Isla burst out laughing. “Saints preserve us, she truly never used it.”
Isolde sighed, though there was fondness in it. “Of course she did nae.”
Rhona leaned back against the window bench, utterly delighted. “The secret passage behind the panel, the one we used tae sneak out on certain nights.”
“I ken of it,” Aileen assured them.
Isolde studied her more closely. “But ye never used it.”
Aileen shook her head, feeling unashamed. “I never had the need.”
“The rest of us,” Isla said, grinning, “were desperate.”

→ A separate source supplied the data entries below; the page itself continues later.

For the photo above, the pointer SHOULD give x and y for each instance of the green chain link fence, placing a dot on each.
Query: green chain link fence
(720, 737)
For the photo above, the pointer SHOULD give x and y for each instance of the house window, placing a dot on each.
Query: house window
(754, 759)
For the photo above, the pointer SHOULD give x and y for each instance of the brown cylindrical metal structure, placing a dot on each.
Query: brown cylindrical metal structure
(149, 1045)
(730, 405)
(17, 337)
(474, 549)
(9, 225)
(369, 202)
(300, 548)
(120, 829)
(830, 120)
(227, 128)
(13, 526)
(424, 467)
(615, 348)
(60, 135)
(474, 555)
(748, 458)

“Adventurous,” Rhona corrected.
“Reckless,” Isolde added.
Lorna smiled. “Hopeful.”
Aileen listened, with her gaze drifting almost unconsciously to the familiar section of wall, the panel whose seam she had traced as a girl. She had always known it was there. She had always known where it led. She had simply never felt compelled to open it.
“I suppose,” she said thoughtfully, “I never wanted tae leave.”
Lorna met her eyes, something gentle passing between them. “And perhaps that’s why yer love will come a different way.”
Isla grinned. “Or later.”
“Or stronger,” Rhona added.
Aileen laughed, warmth blooming in her chest. She glanced once more at the hidden passage, not with longing, but with curiosity.
Not all doors, she realized, were meant to be opened at the same time.
Some patiently waited for the moment they were needed.